[379] One of these names has been variously read as Maunna or Ariunna (Arwena) and identified with the Μῄονες and Ἴλιον of the Iliad, as well as with Oroanda and other places. The other, Keshkesh, seems to bear the same relationship to the cuneiform Kasku which the Eg. Kalakisha (Kelekesh in Breasted's orthography) bears to the cuneiform Hilakku (beside Hilak). If -ku is a suffix Kasku may possibly be connected with Κᾶρες (which seems to represent an earlier Ka(s)-ar-).
[380] Perhaps also called Pedasos (cf. Herod. V 121). According to Strabo (XIII 1. 59) this place also belonged to the Leleges who, he says, once possessed a considerable part of Caria and Pisidia.
[381] Reproduced in W. Max Müller's Asien u. Europa, p. 361.
[383] There is no question here of a national migration on the part of these peoples. They were mercenaries hired by the Hittite king, who "left not silver nor gold in his land (but) he plundered it of all his possessions and gave to every country, in order to bring them with him to battle." (Cf. Breasted, op. cit., pp. 129, note, 138.)
[384] Cf. Strabo XIII 3. 3 f. I see no reason for doubting the existence of traditions relating to the presence of Pelasgoi in this region. The identification of Larissa Phriconis with the Larissa of the Iliad (II 841, XVII 301) seems to be at least as likely as any of the others which have been proposed.
CHAPTER XII.
SUPERNATURAL ELEMENTS IN THE HOMERIC POEMS.

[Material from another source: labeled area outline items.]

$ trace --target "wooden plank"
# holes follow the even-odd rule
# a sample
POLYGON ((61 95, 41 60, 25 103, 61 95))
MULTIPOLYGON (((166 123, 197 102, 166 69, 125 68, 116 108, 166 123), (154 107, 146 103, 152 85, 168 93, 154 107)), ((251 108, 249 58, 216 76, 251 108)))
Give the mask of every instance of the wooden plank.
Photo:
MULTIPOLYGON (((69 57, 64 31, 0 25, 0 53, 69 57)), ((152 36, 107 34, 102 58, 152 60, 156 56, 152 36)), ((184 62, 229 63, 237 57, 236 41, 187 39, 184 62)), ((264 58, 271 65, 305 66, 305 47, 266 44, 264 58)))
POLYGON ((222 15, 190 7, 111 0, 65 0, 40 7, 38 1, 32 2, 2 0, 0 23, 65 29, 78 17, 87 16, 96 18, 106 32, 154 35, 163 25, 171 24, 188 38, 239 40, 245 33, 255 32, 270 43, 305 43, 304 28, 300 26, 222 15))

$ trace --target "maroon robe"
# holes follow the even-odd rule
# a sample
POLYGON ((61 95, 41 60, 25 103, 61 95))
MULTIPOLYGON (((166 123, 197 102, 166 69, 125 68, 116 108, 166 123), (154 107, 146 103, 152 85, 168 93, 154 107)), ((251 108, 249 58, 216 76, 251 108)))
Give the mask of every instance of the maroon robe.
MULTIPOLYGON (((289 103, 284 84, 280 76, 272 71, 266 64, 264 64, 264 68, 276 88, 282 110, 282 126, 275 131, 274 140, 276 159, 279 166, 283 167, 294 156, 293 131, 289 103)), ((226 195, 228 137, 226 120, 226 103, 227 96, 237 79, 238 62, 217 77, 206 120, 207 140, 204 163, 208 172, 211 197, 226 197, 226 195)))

In Chapter VI we saw that the heroic poetry of the Teutonic peoples was very largely affected by folk-tales; that supernatural beings were frequently introduced, while ordinary human beings or animals were credited with supernatural properties—in short that the distinction between natural and supernatural was not clearly drawn. We saw further that these features were by no means confined to the later stages of heroic poetry—that on the contrary some of them were prominent even in the Anglo-Saxon poems, while the others appeared to be of equal antiquity.